Has writing fiction gotten any easier in the three years since your husband’s death?
I’ve just finished a young-adult novel that was, in fact, much easier to imagine and to write than a previous novel I’d completed a few months ago. It isn’t always clear, in writing, whether one is having a difficult time because of an emotional situation, or whether the project is just difficult! But I do love to write young-adult fiction, with its very different agendas and voices—a sense that one is communicating with readers far more directly and significantly than in adult fiction. In adult, literary fiction, the voice of the novel is mediated and deliberate and meant to be original; in young-adult fiction, the voice is usually direct, without much metaphor or figures of speech, geared toward dialogue, and with a clear, unfolding plot and a minimum of background exposition and introspection.
You discuss at one point the possibility of building a novel from the drafts of your husband’s unfinished novel. Is this still a possibility that intrigues you?
No, a novel belongs to the novelist.
You write extensively about the ways in which you “impersonate” the author Joyce Carol Oates, who is not the same as Joyce Smith—who is, in fact, not even a noun, but rather, “a descriptive term.” What has the experience of writing as JCO about Joyce Smith been like?
My personal life is very different from my professional life; this is true for all writers, and artists, I’m sure. But my professional life was crucial to me, to keep me from deteriorating in a static domestic situation in which there was little joy but much, much unrewarding effort—the “death duties” which are so crushing in the wake of a death in the family, and the effort of continuing to maintain a household. Teaching and traveling as Joyce Carol Oates provided me with opportunity to maintain alliances with other people, though often I did not really feel strong enough to leave home.
You say that your writing life “is not a life” and that “my life is my life as a woman,” yet writing is an incredibly time-consuming task. Is there a sense of regret at having spent so much time on the writing life?
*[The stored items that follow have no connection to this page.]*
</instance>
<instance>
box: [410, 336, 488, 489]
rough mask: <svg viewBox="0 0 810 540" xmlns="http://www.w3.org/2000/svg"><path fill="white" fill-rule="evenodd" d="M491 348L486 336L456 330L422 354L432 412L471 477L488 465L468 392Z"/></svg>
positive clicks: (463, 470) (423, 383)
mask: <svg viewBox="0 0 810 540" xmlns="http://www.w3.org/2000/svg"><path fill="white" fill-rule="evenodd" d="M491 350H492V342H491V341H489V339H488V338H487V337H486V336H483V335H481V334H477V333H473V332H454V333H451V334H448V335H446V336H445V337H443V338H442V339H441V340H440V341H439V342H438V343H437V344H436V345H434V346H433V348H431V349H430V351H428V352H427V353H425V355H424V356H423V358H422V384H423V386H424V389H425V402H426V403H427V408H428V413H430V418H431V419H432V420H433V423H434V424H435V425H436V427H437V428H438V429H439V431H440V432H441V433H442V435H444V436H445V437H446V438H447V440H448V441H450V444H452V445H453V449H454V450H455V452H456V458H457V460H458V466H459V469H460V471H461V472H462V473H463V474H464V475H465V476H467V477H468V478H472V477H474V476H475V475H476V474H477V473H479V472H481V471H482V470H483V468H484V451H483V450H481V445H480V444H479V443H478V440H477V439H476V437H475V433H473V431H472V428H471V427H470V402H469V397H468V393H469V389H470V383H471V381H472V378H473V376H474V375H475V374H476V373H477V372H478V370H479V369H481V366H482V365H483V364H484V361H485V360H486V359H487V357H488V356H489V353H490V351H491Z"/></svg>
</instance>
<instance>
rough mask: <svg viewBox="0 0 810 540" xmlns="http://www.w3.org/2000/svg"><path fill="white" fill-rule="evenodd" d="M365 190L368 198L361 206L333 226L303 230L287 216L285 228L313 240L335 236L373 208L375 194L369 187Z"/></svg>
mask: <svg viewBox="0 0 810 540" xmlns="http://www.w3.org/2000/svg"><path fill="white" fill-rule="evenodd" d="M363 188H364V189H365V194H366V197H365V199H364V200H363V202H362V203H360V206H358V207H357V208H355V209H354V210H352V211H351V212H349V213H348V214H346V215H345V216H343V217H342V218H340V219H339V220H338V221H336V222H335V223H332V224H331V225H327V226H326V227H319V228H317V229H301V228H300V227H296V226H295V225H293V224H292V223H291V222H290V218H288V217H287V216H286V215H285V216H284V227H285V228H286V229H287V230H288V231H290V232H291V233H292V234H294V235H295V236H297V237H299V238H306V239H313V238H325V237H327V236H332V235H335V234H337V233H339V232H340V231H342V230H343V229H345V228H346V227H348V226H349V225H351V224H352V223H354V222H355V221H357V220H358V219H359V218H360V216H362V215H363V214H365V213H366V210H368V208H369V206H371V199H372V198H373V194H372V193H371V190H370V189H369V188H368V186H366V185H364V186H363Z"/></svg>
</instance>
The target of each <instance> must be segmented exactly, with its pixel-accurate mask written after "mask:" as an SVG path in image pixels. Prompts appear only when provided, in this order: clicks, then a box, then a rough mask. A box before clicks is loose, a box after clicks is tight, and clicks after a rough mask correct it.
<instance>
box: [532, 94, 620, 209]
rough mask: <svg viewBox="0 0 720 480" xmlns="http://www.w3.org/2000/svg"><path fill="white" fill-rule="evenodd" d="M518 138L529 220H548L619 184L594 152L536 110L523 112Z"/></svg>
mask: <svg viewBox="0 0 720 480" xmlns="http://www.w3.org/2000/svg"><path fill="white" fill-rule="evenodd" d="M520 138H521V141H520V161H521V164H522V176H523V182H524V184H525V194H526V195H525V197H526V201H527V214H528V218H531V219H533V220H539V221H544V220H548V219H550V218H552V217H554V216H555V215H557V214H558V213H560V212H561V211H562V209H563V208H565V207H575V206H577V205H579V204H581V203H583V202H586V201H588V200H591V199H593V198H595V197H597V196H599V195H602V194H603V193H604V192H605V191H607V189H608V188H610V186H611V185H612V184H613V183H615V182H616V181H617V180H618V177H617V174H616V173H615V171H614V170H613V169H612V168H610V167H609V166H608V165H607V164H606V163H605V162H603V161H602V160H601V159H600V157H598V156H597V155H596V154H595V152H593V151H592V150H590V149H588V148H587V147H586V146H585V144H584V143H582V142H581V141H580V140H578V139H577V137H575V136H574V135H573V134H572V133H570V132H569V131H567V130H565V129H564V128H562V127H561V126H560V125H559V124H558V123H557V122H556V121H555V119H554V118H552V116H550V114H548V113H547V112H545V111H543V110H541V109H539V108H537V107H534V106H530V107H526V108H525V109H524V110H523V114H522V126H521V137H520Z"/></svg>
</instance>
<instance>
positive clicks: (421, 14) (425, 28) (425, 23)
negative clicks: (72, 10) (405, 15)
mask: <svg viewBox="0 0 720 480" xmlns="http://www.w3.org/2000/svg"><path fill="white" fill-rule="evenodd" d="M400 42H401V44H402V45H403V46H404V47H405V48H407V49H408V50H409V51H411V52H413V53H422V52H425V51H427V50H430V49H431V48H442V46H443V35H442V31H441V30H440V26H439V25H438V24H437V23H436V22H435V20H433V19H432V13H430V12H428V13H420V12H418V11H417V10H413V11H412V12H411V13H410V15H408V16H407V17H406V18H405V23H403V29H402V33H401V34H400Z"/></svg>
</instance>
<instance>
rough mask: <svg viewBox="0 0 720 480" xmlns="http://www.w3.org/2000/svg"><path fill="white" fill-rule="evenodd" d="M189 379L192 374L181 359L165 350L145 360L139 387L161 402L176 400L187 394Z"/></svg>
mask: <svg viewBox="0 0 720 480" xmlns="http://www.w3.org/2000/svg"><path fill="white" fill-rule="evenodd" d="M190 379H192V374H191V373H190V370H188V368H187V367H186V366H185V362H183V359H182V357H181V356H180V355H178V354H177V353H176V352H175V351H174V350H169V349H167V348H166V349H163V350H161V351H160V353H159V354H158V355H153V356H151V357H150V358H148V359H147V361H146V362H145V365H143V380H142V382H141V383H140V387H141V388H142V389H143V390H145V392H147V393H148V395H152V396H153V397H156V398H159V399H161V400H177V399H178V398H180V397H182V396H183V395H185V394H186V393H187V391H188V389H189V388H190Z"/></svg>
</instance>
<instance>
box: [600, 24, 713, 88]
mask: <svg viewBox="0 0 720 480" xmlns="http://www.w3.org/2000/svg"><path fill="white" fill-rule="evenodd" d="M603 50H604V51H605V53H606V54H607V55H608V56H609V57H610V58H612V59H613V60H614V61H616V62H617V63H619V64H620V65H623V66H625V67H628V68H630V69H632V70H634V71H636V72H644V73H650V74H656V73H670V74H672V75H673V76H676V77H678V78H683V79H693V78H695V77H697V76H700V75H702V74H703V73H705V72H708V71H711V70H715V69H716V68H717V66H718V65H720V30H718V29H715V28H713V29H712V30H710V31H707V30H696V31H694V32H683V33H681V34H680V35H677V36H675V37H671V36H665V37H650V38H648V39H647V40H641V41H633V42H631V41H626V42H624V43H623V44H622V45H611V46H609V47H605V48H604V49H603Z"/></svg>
No—this is hard to explain, I think. In my life—domestic, familial—I was with a man who also worked, at times for longer hours than I did. We were both working, and when Ray died so suddenly, the work was all that remained, but it seemed, and it was, very unsatisfying when I was alone. Yet if Ray had miraculously returned, within a few days we would have taken up again our old, familiar schedule, which made us very happy.
Do you caution your students about the dangers of devoting yourself so fully to something that is “not a life”?
I would never suggest to anyone that writing or art should be primary in their lives. We really don’t have to choose between, as William Butler Yeats has said, “the life and the work.” We can have both, to a degree.
Late in the book, you write, “Now I am beginning to realize—this memoir is a pilgrimage.” Does finishing the book end the pilgrimage, or is there a sense in which the pilgrimage is never over, in the same way in which the widow never really “gets over” the husband’s death?
In the days and weeks following my husband’s death, virtually every hour seemed to bring with it a surprise of some sort—a jolt, an epiphany. It was very strange, like a meteor shower. Yet often the epiphanies were truths/platitudes of a kind that, in theory, everyone knows but, in reality, very few actually understand. That the weeks and months were a kind of pilgrimage seemed to me true, but of course there is no natural end to a pilgrimage, and you are right to suggest that one never “gets over” the loss.
However, I wanted to memorialize Raymond Smith: many writers knew him, whom he’d published in our literary magazine and press, but generally, Ray was not known, and I was eager—perhaps desperate—to correct this. Posthumously, Bill Henderson’s 2009 Puschcart Prize was dedicated to Ray’s memory, which would have been very touching to him.
You write about the woman as “the elegist … the repository of memory.” In what sense was this true in your marriage?
My husband was just not one to look back with nostalgia; he did not “remember” in any concerted way. If we took photos, I was the one to carefully annotate them and put them in albums. It may be that, generally, women are just more nostalgic than men. I did want to memorialize Raymond Smith, out of a fear that he would be forgotten. He was a modest man who would be absolutely, totally astonished at all the attention he has drawn (posthumously).
This is, unlike most of your books, deeply personal. Do you find it more difficult to write about yourself than to write fiction? How does the process compare?
It is both personal and yet, oddly, impersonal: I was writing the story of the widow, which I had not experienced before, and can see now is a universal human experience. In its first incarnation the memoir was to be titled A Widow’s Handbook—which remains now, in a kind of abbreviated fossil form, as a single chapter at the very end of the memoir. A purely private, personal memoir would not interest me much; it was the overlapping between my experience and others that galvanized the writing.